Like his mother after her retirement, Nathaniel finds himself "once more back in a small repeating universe that included few outsiders." Men who once protected him, The Moth and The Darter, have receded to the "ravine of childhood," and after being recruited "almost innocently," he has spent most of his adult life "in a government building, attempting to trace" his mother's career.

In the end, he observes, those who remain in the Service continue to abide "by the secrecy of their roles," even after the war. Years later, these loyal people receive no more than "a quiet sentence in an obituary" mentioning that they "had 'served with distinction in the Foreign Office.'"

In a final effort to redeem his missing past, Nathaniel seeks out the Darter, whom he had abandoned long ago. To his disappointment, he finds not answers, but something quite unexpected. Thinking of the time he has lived through, and recalling how he watched a girl he knew "loosen a ribbon from her hair in order to dive into a forest pool where bouncing bombs had once been conceived and tested," he feels himself to be implicated in "sutras of cause and effect."

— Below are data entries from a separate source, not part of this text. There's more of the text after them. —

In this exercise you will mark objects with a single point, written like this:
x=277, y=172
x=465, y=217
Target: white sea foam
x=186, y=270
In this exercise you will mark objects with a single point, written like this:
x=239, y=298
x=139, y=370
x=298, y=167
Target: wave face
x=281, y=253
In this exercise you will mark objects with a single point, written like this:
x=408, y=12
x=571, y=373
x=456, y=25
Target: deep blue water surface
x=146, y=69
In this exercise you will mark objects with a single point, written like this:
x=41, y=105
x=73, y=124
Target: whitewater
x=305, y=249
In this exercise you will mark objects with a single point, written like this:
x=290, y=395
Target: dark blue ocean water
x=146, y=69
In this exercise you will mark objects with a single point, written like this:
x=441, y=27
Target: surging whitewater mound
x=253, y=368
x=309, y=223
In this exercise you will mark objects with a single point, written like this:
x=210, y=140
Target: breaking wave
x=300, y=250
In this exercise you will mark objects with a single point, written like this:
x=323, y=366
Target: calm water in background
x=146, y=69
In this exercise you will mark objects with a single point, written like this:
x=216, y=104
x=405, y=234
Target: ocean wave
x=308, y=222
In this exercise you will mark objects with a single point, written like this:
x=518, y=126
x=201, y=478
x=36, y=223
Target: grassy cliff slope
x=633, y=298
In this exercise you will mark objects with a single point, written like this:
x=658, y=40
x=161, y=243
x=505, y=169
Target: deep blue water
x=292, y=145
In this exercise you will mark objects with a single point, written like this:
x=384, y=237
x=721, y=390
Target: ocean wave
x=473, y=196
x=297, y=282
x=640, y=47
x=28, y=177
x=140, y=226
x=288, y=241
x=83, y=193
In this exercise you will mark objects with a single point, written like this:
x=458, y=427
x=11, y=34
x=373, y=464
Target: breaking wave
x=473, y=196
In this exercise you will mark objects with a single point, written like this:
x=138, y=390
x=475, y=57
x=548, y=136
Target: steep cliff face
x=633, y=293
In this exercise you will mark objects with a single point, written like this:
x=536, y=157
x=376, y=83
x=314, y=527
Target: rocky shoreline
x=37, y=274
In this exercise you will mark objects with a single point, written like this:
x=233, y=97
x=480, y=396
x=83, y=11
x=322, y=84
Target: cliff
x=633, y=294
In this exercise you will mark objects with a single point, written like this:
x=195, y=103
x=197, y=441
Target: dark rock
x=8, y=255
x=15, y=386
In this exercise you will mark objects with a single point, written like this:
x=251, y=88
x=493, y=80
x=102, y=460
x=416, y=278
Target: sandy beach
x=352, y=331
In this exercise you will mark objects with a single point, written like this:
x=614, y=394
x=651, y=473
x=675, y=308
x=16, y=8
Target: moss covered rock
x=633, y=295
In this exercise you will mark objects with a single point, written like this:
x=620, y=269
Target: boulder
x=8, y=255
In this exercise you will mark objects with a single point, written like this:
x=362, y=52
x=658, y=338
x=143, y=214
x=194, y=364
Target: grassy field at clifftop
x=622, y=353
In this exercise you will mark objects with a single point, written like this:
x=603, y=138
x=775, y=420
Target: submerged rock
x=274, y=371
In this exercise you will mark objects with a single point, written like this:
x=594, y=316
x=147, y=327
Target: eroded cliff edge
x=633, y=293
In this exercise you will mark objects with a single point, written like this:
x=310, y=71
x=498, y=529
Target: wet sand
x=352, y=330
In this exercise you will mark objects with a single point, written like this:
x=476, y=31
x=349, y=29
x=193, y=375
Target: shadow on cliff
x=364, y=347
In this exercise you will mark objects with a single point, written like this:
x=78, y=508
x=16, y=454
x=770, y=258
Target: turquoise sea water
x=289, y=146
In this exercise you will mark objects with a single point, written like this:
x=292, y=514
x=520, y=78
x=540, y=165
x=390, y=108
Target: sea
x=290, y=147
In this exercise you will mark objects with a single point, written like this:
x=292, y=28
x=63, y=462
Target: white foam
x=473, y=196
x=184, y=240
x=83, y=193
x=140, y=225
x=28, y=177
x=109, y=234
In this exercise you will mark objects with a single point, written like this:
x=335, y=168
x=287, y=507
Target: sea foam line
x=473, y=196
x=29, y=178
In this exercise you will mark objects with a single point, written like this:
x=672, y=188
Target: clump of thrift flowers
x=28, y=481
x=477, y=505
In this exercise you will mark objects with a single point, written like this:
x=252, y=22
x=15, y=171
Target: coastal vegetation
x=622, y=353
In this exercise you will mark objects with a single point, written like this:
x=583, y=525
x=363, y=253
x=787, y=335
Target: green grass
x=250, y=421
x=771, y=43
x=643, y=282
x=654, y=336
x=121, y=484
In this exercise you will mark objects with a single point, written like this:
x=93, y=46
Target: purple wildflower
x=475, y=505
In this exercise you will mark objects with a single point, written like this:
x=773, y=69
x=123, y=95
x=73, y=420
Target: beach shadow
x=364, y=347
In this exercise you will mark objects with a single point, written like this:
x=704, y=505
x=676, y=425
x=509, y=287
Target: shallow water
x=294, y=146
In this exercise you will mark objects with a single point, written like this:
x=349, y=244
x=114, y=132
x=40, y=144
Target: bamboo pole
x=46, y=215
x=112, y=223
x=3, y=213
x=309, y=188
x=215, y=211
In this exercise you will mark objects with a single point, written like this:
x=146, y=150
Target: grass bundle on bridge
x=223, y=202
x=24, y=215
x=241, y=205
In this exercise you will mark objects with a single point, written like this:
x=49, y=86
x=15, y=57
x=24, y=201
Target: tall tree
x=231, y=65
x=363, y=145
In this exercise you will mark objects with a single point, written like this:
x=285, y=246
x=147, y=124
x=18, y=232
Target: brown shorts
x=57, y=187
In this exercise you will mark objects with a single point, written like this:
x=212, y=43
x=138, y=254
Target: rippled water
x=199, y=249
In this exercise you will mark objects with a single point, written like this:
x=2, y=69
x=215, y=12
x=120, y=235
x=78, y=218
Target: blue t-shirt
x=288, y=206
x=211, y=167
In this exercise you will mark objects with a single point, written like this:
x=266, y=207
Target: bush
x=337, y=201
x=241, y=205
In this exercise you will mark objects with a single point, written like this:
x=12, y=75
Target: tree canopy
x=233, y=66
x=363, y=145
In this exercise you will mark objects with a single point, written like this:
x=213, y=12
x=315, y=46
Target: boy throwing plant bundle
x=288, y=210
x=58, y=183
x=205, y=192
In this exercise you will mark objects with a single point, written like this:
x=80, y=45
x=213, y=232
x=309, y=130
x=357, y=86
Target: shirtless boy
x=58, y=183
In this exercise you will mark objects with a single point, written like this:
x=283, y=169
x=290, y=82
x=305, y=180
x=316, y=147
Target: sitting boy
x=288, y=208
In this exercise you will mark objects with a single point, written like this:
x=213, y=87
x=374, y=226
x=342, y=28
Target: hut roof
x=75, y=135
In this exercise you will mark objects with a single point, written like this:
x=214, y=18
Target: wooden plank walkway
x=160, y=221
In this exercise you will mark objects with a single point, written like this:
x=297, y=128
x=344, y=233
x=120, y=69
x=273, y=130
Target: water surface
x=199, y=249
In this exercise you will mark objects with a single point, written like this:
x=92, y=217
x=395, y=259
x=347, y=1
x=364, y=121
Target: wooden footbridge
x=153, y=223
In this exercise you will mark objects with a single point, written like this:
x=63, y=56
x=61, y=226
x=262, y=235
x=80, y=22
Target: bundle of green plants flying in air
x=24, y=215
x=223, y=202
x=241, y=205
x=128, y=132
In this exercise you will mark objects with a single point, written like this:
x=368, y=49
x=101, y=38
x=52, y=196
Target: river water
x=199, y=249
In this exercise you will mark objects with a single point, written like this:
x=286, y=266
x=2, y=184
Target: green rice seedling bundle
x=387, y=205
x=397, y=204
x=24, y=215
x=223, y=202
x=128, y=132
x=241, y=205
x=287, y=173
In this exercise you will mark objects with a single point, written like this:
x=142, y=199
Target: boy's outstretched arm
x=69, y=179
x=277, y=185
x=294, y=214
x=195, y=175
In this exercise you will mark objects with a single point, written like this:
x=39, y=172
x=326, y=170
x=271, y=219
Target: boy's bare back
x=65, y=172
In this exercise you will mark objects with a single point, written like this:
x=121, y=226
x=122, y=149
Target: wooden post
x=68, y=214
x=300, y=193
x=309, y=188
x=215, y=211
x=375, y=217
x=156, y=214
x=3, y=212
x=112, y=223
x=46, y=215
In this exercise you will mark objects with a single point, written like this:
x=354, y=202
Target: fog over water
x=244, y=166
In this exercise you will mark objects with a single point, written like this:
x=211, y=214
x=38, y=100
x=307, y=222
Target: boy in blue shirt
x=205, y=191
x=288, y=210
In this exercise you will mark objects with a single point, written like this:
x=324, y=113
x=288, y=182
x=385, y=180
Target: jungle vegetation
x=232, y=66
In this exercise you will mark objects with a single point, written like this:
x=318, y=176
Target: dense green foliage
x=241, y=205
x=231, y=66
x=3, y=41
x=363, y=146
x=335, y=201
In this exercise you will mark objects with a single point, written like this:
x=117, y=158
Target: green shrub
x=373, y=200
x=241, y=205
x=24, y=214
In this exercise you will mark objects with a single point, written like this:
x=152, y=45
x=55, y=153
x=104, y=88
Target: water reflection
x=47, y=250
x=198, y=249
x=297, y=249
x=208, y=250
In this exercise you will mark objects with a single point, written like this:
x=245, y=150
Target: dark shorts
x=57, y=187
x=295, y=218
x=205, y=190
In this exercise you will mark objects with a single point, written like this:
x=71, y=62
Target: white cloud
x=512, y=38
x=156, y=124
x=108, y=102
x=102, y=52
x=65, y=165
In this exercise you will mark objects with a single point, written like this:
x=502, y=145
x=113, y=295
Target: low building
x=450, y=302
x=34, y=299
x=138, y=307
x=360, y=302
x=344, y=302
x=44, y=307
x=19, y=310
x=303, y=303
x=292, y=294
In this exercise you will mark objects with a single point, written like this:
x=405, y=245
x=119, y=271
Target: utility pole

"We order our lives," thinks Nathaniel, "with barely held stories," gathering the invisible and unspoken and "sewing it all together in order to survive." Our fates are intertwined like those of the sea pea: "on those mined beaches during the war," this endangered vegetable rebounded from near-extinction, "thanks to the lack of human traffic," to become a "happy vegetable of peace."

The subtle glimmer of ideas and the elusive liminal images suggested in this book will stay with me for a long time. As in earlier works, Michael Ondaatje's luminous prose reflects his poetic bent.